La cifra de “seis detenidos diarios” no es un número frío; cada uno es un riesgo concreto de tragedia. Y los casos recientes lo ilustran con dolorosa claridad. Conductores con 220, 223, incluso 358 grados de alcohol provocando accidentes, lesionados, destrucción y miedo en carreteras que deberían ser un espacio seguro para miles de salvadoreños. Es inaceptable que vidas enteras queden marcadas —o arrebatadas— por decisiones irresponsables que son completamente evitables.

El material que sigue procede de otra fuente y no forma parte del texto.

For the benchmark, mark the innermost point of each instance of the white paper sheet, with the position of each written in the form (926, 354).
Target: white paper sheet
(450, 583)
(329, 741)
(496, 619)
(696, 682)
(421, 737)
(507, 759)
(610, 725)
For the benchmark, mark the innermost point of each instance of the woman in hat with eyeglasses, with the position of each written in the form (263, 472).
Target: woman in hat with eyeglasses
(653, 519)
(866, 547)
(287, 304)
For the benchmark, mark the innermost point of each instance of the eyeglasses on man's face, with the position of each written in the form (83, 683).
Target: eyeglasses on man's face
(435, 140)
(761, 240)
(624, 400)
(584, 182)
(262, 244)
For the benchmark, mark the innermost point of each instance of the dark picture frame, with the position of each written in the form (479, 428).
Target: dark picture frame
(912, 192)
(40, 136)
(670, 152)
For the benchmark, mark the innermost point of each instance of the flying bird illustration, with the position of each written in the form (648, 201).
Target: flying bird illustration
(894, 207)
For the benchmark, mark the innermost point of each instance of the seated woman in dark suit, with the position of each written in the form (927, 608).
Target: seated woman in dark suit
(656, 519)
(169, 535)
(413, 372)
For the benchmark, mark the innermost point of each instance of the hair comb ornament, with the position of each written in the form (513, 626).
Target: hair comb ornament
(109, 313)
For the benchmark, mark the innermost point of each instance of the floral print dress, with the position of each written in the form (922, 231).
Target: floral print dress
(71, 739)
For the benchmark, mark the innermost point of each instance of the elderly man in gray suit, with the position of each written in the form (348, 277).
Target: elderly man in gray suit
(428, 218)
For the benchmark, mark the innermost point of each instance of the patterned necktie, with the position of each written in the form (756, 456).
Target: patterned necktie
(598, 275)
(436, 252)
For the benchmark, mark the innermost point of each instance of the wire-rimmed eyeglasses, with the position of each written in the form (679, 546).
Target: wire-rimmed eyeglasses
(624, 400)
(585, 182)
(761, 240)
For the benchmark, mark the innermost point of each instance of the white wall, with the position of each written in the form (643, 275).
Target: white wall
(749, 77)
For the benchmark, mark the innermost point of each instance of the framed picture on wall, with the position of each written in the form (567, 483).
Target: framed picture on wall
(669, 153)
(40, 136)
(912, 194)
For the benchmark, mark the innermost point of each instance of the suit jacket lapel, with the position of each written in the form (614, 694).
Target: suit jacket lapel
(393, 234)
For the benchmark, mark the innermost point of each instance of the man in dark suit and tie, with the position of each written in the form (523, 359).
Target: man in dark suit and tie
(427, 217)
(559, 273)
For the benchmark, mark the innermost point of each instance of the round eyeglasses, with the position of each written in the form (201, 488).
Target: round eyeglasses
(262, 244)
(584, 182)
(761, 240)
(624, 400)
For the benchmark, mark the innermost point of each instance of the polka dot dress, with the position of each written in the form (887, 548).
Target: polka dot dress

La reforma a la Ley de Transporte Terrestre, que prohíbe cualquier nivel de alcohol en la conducción, avanza en la dirección correcta. La tolerancia cero no es extremismo; es una respuesta necesaria ante una cultura que por demasiado tiempo ha minimizado el riesgo. Pero las leyes, por sí solas, no transforman conductas. Mientras como sociedad sigamos normalizando el “solo un par de tragos” antes de conducir, mientras la presión social premie el atrevimiento irresponsable y no la prudencia, las estadísticas seguirán llenándose de vidas truncadas.

También debemos reconocer el papel de las instituciones. La PNC, pese a sus esfuerzos, no puede ser el único muro de contención frente a miles de ciudadanos que se aventuran a manejar ebrios. Controles vehiculares, campañas de concientización y sanciones más visibles son herramientas necesarias, pero insuficientes si no hay un cambio cultural profundo.

No se trata de moralizar; se trata de proteger. Quien conduce ebrio no solo compromete su vida, sino la de cualquier persona que tenga la mala suerte de cruzarse en su camino. Ninguna fiesta, ningún impulso, ningún pretexto justifica poner en riesgo a inocentes.

Los datos muestran que la mayoría de los conductores detenidos son hombres, un patrón que invita a reflexionar sobre prácticas culturales arraigadas y masculinizadas en torno al consumo de alcohol y la conducción. Romper con estas narrativas es vital.

2025 aún no termina, pero ya podemos afirmar algo con absoluta claridad: mientras sigamos viendo la conducción peligrosa como un problema individual y no como un fenómeno social que exige responsabilidad colectiva, seguiremos lamentando vidas perdidas.

La solución no está solo en las patrullas ni en las leyes; está en cada uno de nosotros. En decidir no manejar si hemos bebido. En no permitir que otros lo hagan. En asumir que la seguridad vial es un compromiso compartido.

Porque, al final, ninguna estadística duele tanto como una silla vacía en casa.